Building a Part of Speech Tagger

PoS Tagging — what, when, why and how.

Tiago Duque
Analytics Vidhya
12 min readFeb 21, 2020

--

Time to dive a little deeper onto grammar.

In this article, following the series on NLP, we’ll understand and create a Part of Speech (PoS) Tagger. The idea is to be able to extract “hidden” information from our text and also enable future use of Lemmatization, a text normalization tool that depends on PoS tags for correction.

In this article, we’ll use some more advanced topics, such as Machine Learning algorithms and some stuff about grammar and syntax. However, I’ll try to keep it understandable as promised, so don’t worry if you don’t know what is a Supervised Machine Learning Model, or if you have doubts about what is a Tree Bank, since I’ll try to make it as clear and simple as possible.

What are Parts of Speech?

To start, let us analyze a little about sentence composition. Have you ever stopped to think how we structure phrases? They are not random choices of words — you actually follow a structure when reasoning to make your phrase.

Of course, we follow cultural conventions learned from childhood, which may vary a little depending on region or background (you might have noticed, for example, that I use a somewhat ‘weird’ style in my phrasing — that’s because even though I’ve read and learned some english, portuguese is still my mother language and the language that I think in).

Grammars! The word always reminds me of bulky ancient books.

However, inside one language, there are commonly accepted rules about what is “correct” and what is not. For example, in English, adjectives are more commonly positioned before the noun (red flower, bright candle, colorless green ideas); verbs are words that denote actions and which have to exist in a phrase (for it to be a phrase)…

These rules are related to syntax, which according to Wikipedia “is the set of rules, principles, and processes that govern the structure of sentences”. Now, if you’re wondering, a Grammar is a superset of syntax (Grammar = syntax + phonology + morphology…), containing “all types of important rules” of a written language.

syntax […] is the set of rules, principles, and processes that govern the structure of sentences (sentence structure) in a given language, usually including word order— Wikipedia.

To better be able to depict these rules, it was defined that words belong to classes according to the role that they assume in the phrase. These roles are the things called “parts of speech”. Now, the number of distinct roles may vary from school to school, however, there are eight classes (controversies!!) that are generally accepted (for English). In alphabetical listing:

A neat set of posters form this site. Nice to learn this way, right?
  • Adjective: beautiful, green, awesome…
  • Adpositions (prepositon/postposition): to, with, in…
  • Adverb: hardly, above, soon…
  • Articles: a, the, an…
  • Conjunction: and, but, yet…
  • Noun: cat, ape, apple…
  • Pronoun: it, he, you…
  • Verb (including auxiliary): to be, working, stood…

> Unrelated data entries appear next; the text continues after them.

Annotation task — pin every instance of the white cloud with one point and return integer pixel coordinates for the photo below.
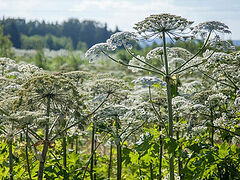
(124, 13)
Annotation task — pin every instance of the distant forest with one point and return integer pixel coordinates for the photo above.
(71, 34)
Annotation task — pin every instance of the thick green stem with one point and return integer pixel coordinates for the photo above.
(110, 161)
(92, 152)
(170, 113)
(45, 144)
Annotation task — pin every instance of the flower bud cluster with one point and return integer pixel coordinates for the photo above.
(147, 81)
(162, 23)
(203, 29)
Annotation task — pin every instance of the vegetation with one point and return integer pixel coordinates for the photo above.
(174, 113)
(70, 34)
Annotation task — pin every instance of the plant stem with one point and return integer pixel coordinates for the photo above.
(110, 161)
(151, 171)
(160, 155)
(170, 113)
(92, 151)
(179, 158)
(212, 129)
(119, 155)
(76, 145)
(27, 158)
(65, 156)
(46, 143)
(10, 159)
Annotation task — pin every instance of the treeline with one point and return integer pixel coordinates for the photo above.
(71, 34)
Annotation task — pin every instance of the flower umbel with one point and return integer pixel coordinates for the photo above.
(157, 23)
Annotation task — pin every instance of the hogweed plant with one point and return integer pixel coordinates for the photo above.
(163, 26)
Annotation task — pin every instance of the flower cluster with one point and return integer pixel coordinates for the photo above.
(96, 50)
(210, 26)
(220, 44)
(120, 38)
(158, 53)
(149, 81)
(136, 62)
(163, 23)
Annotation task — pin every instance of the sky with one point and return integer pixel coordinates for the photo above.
(125, 13)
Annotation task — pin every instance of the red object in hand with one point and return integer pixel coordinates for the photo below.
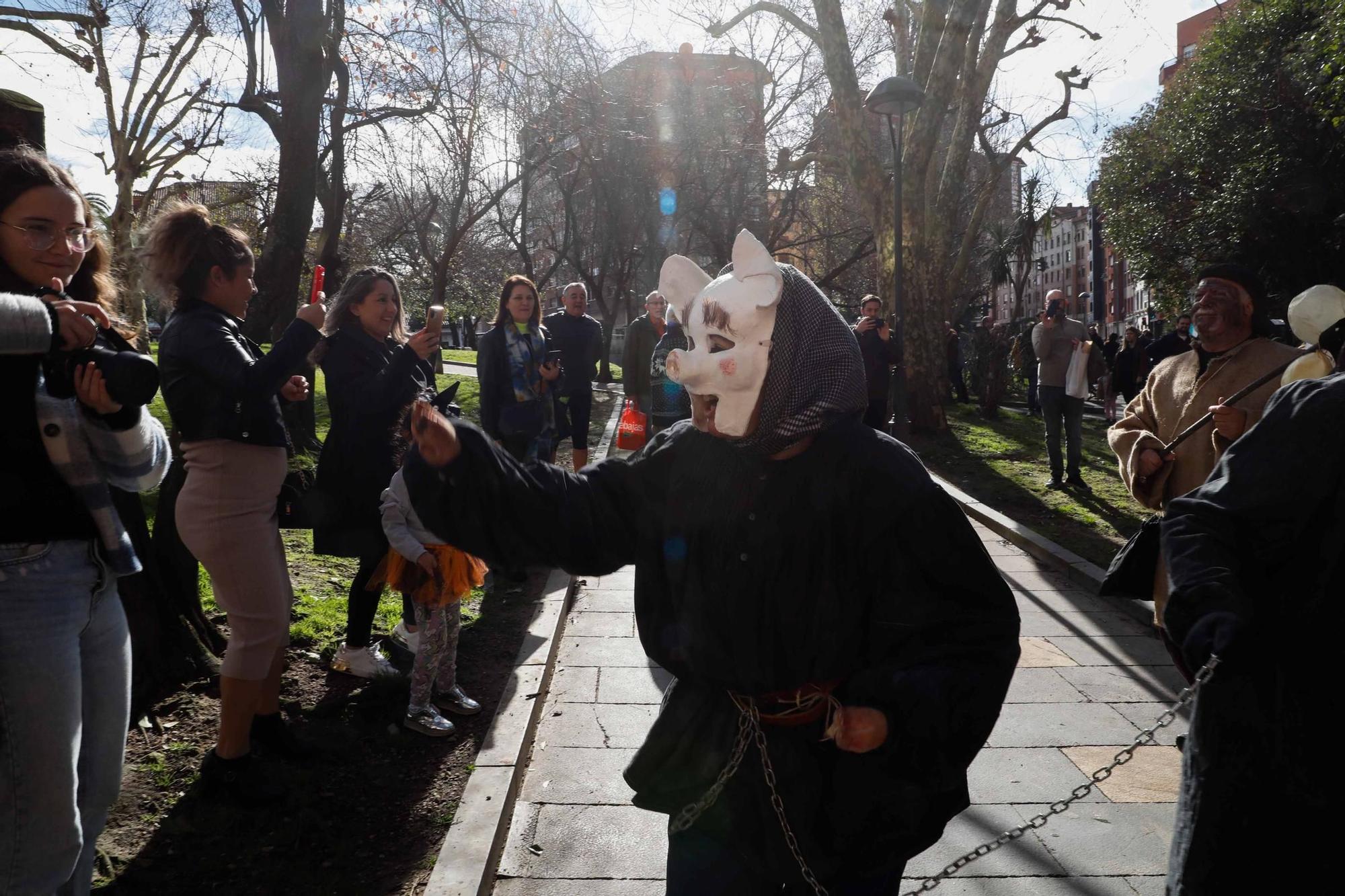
(319, 278)
(633, 430)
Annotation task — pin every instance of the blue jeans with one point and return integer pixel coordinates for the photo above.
(65, 705)
(1055, 407)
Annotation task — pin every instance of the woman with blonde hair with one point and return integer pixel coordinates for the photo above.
(225, 396)
(65, 650)
(373, 370)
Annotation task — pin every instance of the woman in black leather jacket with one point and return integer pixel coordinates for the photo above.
(224, 396)
(373, 372)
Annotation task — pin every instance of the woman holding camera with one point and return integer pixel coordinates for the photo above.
(65, 651)
(373, 372)
(225, 396)
(516, 372)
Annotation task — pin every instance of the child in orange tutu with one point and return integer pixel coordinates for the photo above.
(438, 576)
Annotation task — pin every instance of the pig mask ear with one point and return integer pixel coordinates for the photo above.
(754, 267)
(680, 282)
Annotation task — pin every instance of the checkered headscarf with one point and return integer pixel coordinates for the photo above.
(816, 376)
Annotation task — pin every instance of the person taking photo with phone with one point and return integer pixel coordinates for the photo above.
(65, 650)
(373, 370)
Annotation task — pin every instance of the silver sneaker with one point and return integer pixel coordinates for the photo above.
(428, 721)
(455, 701)
(362, 662)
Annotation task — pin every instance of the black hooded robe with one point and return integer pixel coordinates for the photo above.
(844, 564)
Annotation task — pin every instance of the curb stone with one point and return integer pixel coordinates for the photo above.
(471, 850)
(1086, 575)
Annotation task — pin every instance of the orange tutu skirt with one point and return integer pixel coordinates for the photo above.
(458, 573)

In the case of NLP, it is also common to consider some other classes, such as determiners, numerals and punctuation. Also, there can be deeper variations (or subclasses) of these main classes, such as Proper Nouns and even classes to aggregate auxiliary information such as verb tense (is it in the past, or present? — VBP, VB).

In current day NLP there are two “tagsets” that are more commonly used to classify the PoS of a word: the Universal Dependencies Tagset (simpler, used by spaCy) and the Penn Treebank Tagset (more detailed, used by nltk).

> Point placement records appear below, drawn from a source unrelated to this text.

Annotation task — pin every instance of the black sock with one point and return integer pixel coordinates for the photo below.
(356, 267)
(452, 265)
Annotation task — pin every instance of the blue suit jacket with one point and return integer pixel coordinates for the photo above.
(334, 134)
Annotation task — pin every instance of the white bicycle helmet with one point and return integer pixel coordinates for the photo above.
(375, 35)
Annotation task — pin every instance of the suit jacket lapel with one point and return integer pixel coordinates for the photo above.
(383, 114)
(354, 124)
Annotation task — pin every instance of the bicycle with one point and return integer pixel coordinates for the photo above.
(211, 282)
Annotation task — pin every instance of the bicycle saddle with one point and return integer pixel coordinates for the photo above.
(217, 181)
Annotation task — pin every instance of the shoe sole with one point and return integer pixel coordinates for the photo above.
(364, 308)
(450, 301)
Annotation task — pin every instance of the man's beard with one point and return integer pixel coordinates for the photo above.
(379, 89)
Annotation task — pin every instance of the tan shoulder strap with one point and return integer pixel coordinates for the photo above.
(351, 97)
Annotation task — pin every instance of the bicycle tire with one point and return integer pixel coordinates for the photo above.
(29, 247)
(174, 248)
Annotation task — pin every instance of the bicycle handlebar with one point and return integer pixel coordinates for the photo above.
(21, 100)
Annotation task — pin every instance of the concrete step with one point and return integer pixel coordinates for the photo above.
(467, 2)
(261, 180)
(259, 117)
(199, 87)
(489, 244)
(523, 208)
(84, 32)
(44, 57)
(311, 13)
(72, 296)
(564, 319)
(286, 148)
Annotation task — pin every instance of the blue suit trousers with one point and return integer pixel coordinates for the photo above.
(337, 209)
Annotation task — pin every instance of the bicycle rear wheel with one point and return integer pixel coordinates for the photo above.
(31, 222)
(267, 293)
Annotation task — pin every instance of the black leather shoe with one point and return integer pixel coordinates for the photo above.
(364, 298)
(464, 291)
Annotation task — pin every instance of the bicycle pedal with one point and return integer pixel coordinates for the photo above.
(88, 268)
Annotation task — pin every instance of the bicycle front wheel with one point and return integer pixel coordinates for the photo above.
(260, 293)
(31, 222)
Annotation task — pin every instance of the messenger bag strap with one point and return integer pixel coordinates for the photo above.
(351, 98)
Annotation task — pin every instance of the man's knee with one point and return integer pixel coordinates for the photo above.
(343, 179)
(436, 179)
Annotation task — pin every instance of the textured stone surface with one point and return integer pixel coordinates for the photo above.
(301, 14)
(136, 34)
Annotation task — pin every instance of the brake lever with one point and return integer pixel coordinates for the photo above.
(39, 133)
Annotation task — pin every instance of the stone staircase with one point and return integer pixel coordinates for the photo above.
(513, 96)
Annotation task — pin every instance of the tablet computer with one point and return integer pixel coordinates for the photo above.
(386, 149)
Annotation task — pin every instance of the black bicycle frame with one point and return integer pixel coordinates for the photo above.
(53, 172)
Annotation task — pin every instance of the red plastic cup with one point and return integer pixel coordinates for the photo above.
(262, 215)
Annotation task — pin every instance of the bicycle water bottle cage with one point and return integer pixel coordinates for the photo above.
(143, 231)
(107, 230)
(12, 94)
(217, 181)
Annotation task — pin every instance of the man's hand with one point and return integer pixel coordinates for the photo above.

Ultimately, what PoS Tagging means is assigning the correct PoS tag to each word in a sentence. Today, it is more commonly done using automated methods. Let us first understand how useful is it, then we can discuss how it can be done.

When and Why to use PoS Tagging?

So you want to know what are the qualities of a product in a review? One way to do it is to extract all the adjectives into this review. Also, you could use these words to evaluate the sentiment of the review. This is one of the applications of PoS Tagging.

Also, as mentioned, the PoS of a word is important to properly obtain the word’s lemma, which is the canonical form of a word (this happens by removing time and grade variation, in English).

For example, what is the canonical form of “living”? “to live” or “living”? It depends semantically on the context and, syntactically, on the PoS of “living”. If “living” is an adjective (like in “living being” or “living room”), we have base form “living”. If it is a noun (“he does it for living”) it is also “living”. But if it is a verb (“he has been living here”), it is “lo live”. This is an example of a situation where PoS matters.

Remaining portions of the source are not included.